There are several theoretical frameworks, that could be seen as variations of the same idea, that could explain these findings. In the field of research on exceptional achievement, Simonton called such external factors “diversifying experiences”45. Feinberg and Irizarry suggested that genetic factors could also influence the propensity to phenotypic variability, without changing the mean phenotype in a population11. The biological sensitivity to context and the differential susceptibility to context theories both suggest that, based on genetic background and environmental factors, some individuals are more susceptible than others to both negative and positive influences (and thus outcomes)7. In light of these theories, the factors that we found associated with exceptional achievement could be “diversifying factors” that promote higher susceptibility to the effect of both positive and negative influences. The net result would be more diverse outcomes and a higher proportion of extreme outcomes.

Some authors have already suggested that genetic risk factors for psychosis would also predict high achievement and/or creativity40,46. This fact could explain the “evolutionary paradox of schizophrenia”, and why alleles conferring risk for disorders reducing fertility, such as schizophrenia, may persist through balancing selection, as their negative effects are offset by potential benefits9,47,48.

The mechanisms through which environmental diversifying factors exert their action are, at this point, speculative but epigenetic mechanisms are obvious candidates11,49. It is of interest that childhood trauma, a factor that has been associated both with exceptional achievement and schizophrenia, has also been linked to epigenetic changes50. Epigenetic changes in genes related to dopaminergic functioning, which have been linked both to schizophrenia and (scholastic) achievement, could explain our findings47,51.

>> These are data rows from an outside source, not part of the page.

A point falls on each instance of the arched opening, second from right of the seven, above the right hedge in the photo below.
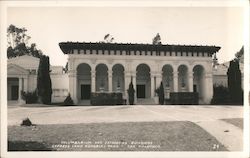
(182, 78)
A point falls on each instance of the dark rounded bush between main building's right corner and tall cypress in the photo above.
(220, 95)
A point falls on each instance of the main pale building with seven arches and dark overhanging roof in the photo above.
(110, 67)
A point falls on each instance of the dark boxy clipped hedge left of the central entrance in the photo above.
(106, 99)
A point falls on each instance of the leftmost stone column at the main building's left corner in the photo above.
(73, 85)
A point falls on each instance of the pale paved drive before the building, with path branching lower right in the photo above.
(208, 117)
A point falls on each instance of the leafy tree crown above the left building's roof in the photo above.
(18, 43)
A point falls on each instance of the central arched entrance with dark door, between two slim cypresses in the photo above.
(143, 81)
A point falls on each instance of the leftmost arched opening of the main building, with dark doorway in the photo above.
(83, 81)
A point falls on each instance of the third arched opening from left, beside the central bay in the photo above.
(118, 78)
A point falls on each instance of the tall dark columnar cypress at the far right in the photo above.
(234, 83)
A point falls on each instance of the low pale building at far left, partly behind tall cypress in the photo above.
(22, 75)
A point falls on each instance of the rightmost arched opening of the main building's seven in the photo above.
(199, 81)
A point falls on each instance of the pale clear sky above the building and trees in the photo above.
(48, 26)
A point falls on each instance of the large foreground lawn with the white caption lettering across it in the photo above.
(143, 136)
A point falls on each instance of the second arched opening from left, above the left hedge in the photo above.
(101, 77)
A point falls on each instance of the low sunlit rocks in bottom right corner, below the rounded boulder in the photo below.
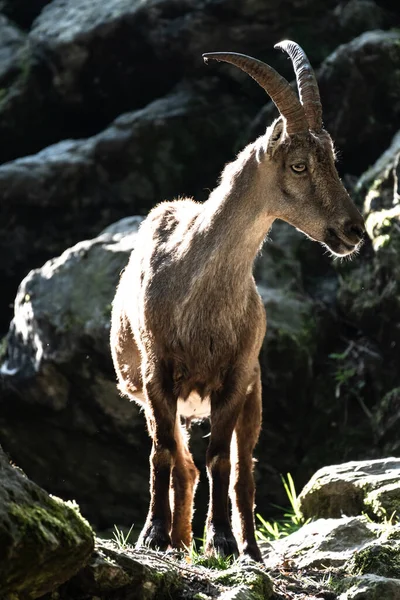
(345, 558)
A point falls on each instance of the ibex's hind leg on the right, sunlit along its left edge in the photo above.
(242, 489)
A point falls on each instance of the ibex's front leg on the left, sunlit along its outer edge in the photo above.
(161, 415)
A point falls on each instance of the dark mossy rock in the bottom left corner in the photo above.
(43, 540)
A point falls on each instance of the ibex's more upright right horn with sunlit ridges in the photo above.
(306, 82)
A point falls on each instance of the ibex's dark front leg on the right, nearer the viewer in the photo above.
(226, 405)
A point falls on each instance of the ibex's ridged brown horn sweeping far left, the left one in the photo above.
(274, 84)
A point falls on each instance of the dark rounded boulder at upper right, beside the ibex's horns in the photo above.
(359, 98)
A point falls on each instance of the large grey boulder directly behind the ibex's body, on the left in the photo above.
(60, 362)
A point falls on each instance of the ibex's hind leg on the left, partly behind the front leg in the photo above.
(185, 476)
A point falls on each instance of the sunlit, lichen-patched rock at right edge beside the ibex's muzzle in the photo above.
(369, 291)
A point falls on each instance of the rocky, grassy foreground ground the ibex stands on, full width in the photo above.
(348, 548)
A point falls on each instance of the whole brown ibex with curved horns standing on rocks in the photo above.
(188, 322)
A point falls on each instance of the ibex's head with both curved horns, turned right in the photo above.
(297, 156)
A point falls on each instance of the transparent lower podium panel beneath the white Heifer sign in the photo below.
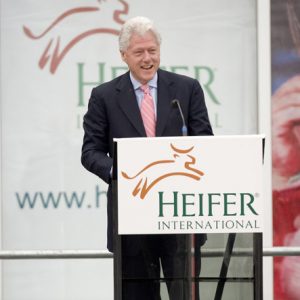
(189, 267)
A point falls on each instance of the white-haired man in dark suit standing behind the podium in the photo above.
(117, 110)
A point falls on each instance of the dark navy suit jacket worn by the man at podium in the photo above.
(113, 112)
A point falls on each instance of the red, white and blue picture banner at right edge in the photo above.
(286, 143)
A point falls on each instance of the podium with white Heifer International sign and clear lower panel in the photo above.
(188, 217)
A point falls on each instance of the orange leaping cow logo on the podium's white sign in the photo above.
(182, 164)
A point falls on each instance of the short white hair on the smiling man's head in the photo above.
(137, 25)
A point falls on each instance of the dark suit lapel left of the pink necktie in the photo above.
(128, 103)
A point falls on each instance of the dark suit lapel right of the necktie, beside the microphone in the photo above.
(165, 95)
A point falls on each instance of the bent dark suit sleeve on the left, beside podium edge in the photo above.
(94, 156)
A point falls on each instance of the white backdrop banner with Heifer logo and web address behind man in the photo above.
(52, 54)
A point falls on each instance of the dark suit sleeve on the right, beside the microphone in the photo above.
(198, 119)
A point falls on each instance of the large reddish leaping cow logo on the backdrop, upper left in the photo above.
(58, 42)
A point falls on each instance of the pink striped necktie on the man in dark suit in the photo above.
(147, 111)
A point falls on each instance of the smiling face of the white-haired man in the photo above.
(142, 56)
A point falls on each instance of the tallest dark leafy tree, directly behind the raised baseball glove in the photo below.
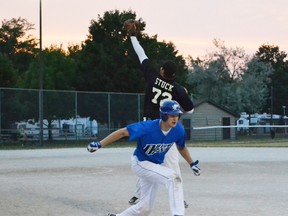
(108, 62)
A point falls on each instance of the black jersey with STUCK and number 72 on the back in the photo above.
(158, 89)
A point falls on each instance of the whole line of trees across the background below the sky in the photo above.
(105, 62)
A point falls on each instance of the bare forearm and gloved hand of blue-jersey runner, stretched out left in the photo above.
(116, 135)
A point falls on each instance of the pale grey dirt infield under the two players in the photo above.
(234, 181)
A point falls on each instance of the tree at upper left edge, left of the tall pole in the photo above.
(19, 48)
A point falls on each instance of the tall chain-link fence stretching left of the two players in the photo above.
(67, 115)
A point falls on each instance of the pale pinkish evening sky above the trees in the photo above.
(191, 25)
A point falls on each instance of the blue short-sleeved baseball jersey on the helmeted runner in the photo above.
(152, 144)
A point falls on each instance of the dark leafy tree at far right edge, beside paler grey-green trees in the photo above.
(278, 87)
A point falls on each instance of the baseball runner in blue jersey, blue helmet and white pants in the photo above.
(154, 139)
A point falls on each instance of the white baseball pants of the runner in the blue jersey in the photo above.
(151, 176)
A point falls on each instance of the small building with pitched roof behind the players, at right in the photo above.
(210, 121)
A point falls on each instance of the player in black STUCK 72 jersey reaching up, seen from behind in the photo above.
(161, 86)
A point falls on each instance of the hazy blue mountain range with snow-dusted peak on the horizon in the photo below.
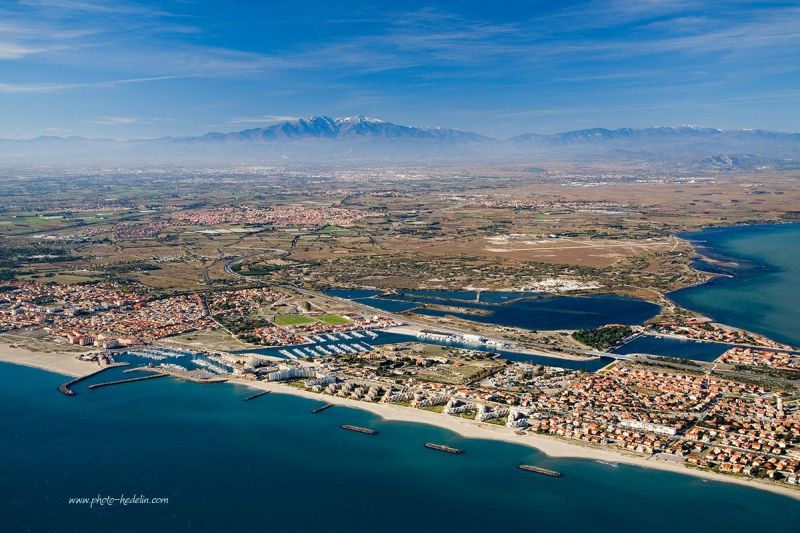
(363, 139)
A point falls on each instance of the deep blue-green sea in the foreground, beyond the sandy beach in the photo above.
(270, 465)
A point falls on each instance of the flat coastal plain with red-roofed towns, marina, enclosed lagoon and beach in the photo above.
(500, 311)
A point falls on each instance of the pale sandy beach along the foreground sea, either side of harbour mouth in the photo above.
(66, 364)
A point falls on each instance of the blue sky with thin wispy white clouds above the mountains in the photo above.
(125, 68)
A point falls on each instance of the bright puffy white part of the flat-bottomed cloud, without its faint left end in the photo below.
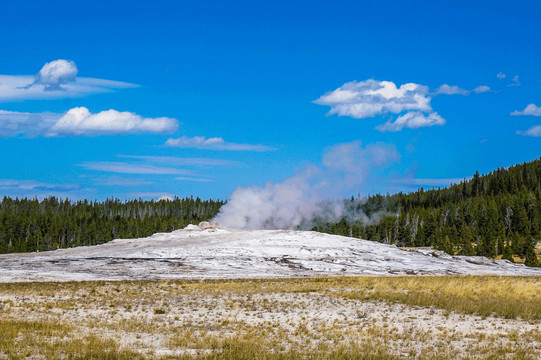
(80, 121)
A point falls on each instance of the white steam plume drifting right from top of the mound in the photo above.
(302, 198)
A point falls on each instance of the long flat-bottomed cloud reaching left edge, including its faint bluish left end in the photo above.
(81, 122)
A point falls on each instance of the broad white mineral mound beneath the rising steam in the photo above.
(208, 250)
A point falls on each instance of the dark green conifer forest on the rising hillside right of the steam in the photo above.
(494, 214)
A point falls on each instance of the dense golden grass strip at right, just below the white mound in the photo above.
(508, 297)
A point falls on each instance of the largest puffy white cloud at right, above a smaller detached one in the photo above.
(370, 98)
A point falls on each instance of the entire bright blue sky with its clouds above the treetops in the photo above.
(146, 99)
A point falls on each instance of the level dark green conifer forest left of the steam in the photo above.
(28, 225)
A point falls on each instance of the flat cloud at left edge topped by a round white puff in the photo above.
(56, 79)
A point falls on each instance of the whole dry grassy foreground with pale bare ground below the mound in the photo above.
(307, 318)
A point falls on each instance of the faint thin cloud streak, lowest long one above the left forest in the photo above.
(127, 168)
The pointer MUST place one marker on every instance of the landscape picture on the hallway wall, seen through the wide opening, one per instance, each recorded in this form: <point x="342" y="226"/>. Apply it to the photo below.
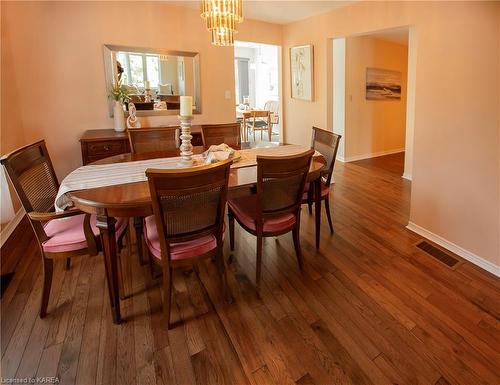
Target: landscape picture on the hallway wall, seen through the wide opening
<point x="383" y="84"/>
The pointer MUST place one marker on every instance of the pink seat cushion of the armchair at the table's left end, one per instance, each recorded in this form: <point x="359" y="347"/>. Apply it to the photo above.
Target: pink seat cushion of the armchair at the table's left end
<point x="67" y="234"/>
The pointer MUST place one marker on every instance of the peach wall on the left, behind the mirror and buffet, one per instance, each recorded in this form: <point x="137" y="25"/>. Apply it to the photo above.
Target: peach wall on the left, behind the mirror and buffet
<point x="53" y="84"/>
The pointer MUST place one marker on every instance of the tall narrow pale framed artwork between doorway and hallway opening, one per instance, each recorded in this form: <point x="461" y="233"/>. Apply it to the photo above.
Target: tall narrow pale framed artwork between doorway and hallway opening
<point x="301" y="72"/>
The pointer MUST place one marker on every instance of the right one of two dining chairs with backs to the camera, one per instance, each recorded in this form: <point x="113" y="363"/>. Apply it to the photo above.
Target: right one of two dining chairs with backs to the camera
<point x="275" y="208"/>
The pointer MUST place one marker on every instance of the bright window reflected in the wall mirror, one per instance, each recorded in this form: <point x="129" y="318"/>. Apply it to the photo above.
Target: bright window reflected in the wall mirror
<point x="137" y="68"/>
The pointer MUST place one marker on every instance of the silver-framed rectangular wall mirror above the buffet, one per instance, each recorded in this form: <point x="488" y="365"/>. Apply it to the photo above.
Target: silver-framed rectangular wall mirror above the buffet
<point x="155" y="79"/>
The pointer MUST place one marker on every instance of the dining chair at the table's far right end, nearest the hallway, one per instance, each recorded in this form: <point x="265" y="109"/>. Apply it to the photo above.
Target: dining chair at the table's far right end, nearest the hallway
<point x="327" y="144"/>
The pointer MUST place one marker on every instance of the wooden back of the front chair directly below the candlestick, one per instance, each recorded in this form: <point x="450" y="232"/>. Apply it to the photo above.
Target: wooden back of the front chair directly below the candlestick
<point x="189" y="203"/>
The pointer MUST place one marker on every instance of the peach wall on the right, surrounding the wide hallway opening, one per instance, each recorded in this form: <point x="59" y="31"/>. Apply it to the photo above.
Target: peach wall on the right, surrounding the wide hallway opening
<point x="455" y="188"/>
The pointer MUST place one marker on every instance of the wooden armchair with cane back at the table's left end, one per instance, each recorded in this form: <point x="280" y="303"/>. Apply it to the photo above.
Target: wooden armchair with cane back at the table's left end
<point x="60" y="235"/>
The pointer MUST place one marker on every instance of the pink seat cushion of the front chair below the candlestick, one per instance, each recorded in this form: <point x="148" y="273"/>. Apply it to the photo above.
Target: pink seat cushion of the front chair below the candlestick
<point x="178" y="251"/>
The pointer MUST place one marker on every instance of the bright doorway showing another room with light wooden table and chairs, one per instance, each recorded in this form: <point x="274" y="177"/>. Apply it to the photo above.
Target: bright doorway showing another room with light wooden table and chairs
<point x="257" y="69"/>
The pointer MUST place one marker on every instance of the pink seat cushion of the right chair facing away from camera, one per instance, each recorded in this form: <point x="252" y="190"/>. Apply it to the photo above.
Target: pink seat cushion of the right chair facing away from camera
<point x="245" y="209"/>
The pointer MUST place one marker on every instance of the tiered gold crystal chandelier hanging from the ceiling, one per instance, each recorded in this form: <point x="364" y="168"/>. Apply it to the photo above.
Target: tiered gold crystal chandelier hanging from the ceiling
<point x="221" y="17"/>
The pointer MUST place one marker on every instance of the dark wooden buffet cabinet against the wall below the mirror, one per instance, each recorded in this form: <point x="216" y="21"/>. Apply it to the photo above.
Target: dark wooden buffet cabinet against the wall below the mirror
<point x="99" y="144"/>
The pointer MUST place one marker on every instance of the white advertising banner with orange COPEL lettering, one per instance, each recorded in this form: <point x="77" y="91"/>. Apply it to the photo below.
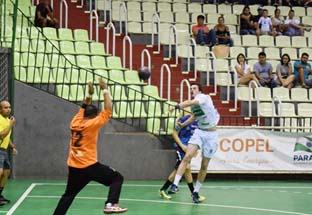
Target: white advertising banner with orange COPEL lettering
<point x="252" y="150"/>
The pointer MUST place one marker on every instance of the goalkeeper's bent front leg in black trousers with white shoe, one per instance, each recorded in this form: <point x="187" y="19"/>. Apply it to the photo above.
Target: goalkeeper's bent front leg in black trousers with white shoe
<point x="109" y="177"/>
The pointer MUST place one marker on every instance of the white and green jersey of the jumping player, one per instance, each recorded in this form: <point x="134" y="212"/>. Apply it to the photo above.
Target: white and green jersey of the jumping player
<point x="205" y="113"/>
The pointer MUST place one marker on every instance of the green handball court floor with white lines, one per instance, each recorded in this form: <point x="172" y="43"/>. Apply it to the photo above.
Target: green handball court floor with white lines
<point x="141" y="197"/>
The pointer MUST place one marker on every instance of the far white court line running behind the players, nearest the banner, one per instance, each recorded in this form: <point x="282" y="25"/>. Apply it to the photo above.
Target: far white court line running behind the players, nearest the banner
<point x="208" y="187"/>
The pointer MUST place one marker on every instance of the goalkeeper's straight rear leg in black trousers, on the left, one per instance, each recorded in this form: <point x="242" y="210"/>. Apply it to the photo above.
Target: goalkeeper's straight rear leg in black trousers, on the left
<point x="77" y="180"/>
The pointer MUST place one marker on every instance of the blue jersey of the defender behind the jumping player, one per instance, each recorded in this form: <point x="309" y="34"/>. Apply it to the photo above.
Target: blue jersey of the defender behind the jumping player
<point x="187" y="131"/>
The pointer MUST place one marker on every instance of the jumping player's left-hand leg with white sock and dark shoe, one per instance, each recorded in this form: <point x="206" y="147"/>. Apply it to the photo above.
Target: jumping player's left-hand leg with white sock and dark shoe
<point x="190" y="152"/>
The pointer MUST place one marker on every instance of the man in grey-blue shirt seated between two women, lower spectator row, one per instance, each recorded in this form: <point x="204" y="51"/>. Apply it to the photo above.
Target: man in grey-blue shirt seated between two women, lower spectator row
<point x="264" y="72"/>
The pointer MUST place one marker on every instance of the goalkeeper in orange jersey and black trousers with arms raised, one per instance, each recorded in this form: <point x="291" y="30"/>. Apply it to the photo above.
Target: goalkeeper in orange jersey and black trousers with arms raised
<point x="82" y="160"/>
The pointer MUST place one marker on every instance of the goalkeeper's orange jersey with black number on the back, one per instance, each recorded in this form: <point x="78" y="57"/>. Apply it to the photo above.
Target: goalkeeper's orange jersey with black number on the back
<point x="84" y="135"/>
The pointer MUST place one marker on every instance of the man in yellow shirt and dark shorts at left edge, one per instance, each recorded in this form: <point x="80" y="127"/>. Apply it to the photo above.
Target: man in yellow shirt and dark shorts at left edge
<point x="6" y="124"/>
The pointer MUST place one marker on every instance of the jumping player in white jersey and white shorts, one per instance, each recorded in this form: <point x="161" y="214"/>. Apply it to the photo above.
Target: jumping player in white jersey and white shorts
<point x="204" y="137"/>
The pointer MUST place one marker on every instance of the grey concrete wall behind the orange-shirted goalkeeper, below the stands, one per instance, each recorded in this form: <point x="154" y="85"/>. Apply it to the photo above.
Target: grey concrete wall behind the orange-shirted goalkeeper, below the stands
<point x="42" y="134"/>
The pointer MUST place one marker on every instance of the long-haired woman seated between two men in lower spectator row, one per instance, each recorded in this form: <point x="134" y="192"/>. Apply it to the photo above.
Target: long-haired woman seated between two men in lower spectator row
<point x="285" y="76"/>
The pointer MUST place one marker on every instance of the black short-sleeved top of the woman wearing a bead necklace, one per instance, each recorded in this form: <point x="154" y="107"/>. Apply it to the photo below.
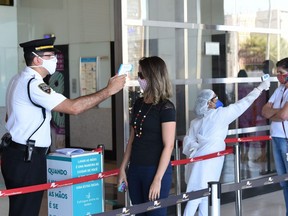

Although this hypothesis seems attractive, a number of points should be noted. Firstly, our findings have to be confirmed and extended to female subjects and other risk factors. Studies allowing for a large and adequate selection of risk and confounding factors to be measured are necessary. As more of these factors are identified, studying their commonalities and interactions could indicate the mechanisms by which they exert their actions.

In addition, epigenetic studies (such as DNA methylation and histone modifications) and gene-environment interaction studies are likely to illuminate the biological underpinnings driving the association of high achievement with environmental factors that increase the risk of schizophrenia.

The studies using this framework of related hypotheses (diversifying experiences, differential susceptibility, sensitivity to context) have mainly dealt with psychological/behavioral outcomes. Although nothing seems to oppose the existence of the same mechanism in the development and pathology of other organs/systems, this remains to be investigated. As indicated in the introduction, one challenge is to define what is an exceptionally positive outcome.

A related question pertains to the specificity of the effect of diversifying factors. Although direct evidence is currently lacking, studies using the “risk factor - negative outcome” paradigm suggest that, at least for some factors, there is no domain specificity (e.g. studies of the Dutch famine found an increased risk for cardio-vascular diseases, obesity, diabetes and schizophrenia52,53,54,55).

In conclusion, we found that several factors (or markers) associated with an increased risk for an unwanted outcome (schizophrenia) are also associated with a positive outcome (exceptional social achievement). This finding points to the need to assess all possible consequences, positive or negative associated with a given factor. If confirmed, this could have several important consequences: for research, our understanding of mechanisms of normal and pathological development and for the way preventive strategies are designed and their results assessed.